I have five microservices (running in Docker containers on our local server) that all send their telemetry to Application Insights in Azure. They communicate over RabbitMQ and this communication has been wired up to send operation IDs in messages' headers, so that the operations in distributed microservices can set their contexts to proper parent operation IDs which is what I thought would be enough to successfully create a correlation between requests that the AI would use to paint us the complete picture of events. This works only partially and I am trying to understand, why.

The first incoming request hits service A which then sends messages to services B and C, who set their parent operation IDs to A's operation ID. Service C then activates service D, and service D activates service E, and the similar mechanism sets all respective parent operation IDs. So operations are linked like this:

A.OperationID <- gets initialized
A.ParentOperationID <- (gets set == A.OperationID automatically?)

B.OperationID <- gets initialized
B.ParentOperationID <- A.OperationID

C.OperationID <- gets initialized
C.ParentOperationID <- A.OperationID

D.OperationID <- gets initialized
D.ParentOperationID <- C.OperationID

E.OperationID <- gets initialized
E.ParentOperationID <- D.OperationID

I get all 5 requests in Transaction Search and I can see all the IDs properly set according to the description above, so all is seemingly correct. I then expect AI to correlate all 5 requests into same end-to-end transaction, but what happens instead is that only A, B and C are joined together, while D and E are separate and not correlated with either the group of the first three or with each other.

I see that A, B and C all have same ParentID and I am starting to suspect that I was wrong thinking AI would be able to group together requests in a transitive manner, using several levels of parent-child relationship between requests. Can anybody confirm this suspicion or maybe tell me what it is that I do not understand here?
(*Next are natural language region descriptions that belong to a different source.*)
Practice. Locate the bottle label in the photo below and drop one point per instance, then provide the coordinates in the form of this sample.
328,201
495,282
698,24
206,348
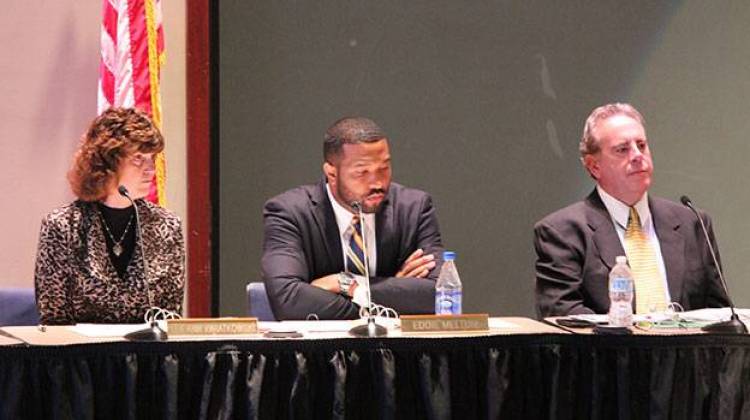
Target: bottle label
448,302
620,284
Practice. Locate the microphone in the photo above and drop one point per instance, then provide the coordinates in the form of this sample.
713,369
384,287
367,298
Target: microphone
371,329
154,331
733,325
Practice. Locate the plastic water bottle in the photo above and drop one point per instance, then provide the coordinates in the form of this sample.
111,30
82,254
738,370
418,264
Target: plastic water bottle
620,294
448,287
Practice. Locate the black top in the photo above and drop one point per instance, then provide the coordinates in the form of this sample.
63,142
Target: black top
117,221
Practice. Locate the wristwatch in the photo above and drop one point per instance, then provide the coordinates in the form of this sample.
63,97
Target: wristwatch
345,283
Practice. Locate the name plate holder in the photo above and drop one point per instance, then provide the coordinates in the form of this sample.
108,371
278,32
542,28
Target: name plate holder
445,323
212,326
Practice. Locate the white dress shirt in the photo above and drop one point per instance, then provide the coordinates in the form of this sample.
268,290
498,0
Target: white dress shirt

The code that manages requests telemetry and sets the relationships looks something like this:

_listenerService.StartListening(async (input, operationId) => //operationId is provided by messaging framework here
{
    using (var operation = _telemetryClient.StartOperation<RequestTelemetry>(nameof(ThisServiceWorker)))
    {
        operation.Telemetry.Context.Operation.ParentId = operationId;
        operation.Telemetry.Properties.Add("CustomProperty", input.ImportantValue);
                    
        await _executiveService.DoWorkAndSendMessageDownTheLine(input, operation.Telemetry.Context.Operation.Id, stoppingToken);
    }
});

Solution

  • Although I still don't understand a lot in the AI SDK, I think I have resolved the problem that I asked about here:

    There are three IDs to each telemetry event - not two: Operation ID, Parent ID and Telemetry ID. In the Telemetry objects they are represented by, respectedly:

    myOperation.Telemetry.Context.Operation.Id
    myOperation.Telemetry.Context.Operation.ParentId
    myOperation.Telemetry.Id
    

    What I did not understand was that Telemetry.Context.Operation.ParentId refers to Telemetry.Id (and NOT to Telemetry.Context.Operation.Id).

    I have the impression that the algorithm that builds the end-to-end transaction in Application Insights' Transaction Search uses both the OperationId and the ParentId -> TelemetryId relationship to group the events together. I might be wrong here, but I think it is enough for the events to either have same OperationId to be put into the same timeline or have the child-parent relationship with each other (in that case both operation IDs are listed in the transaction's header).

    I would still like to know what is the "industry approved" way of corelating remote services via a message bus, I guess I would need to build a test example that uses the Azure Service Bus and study what that results in, when everything is instrumented natively.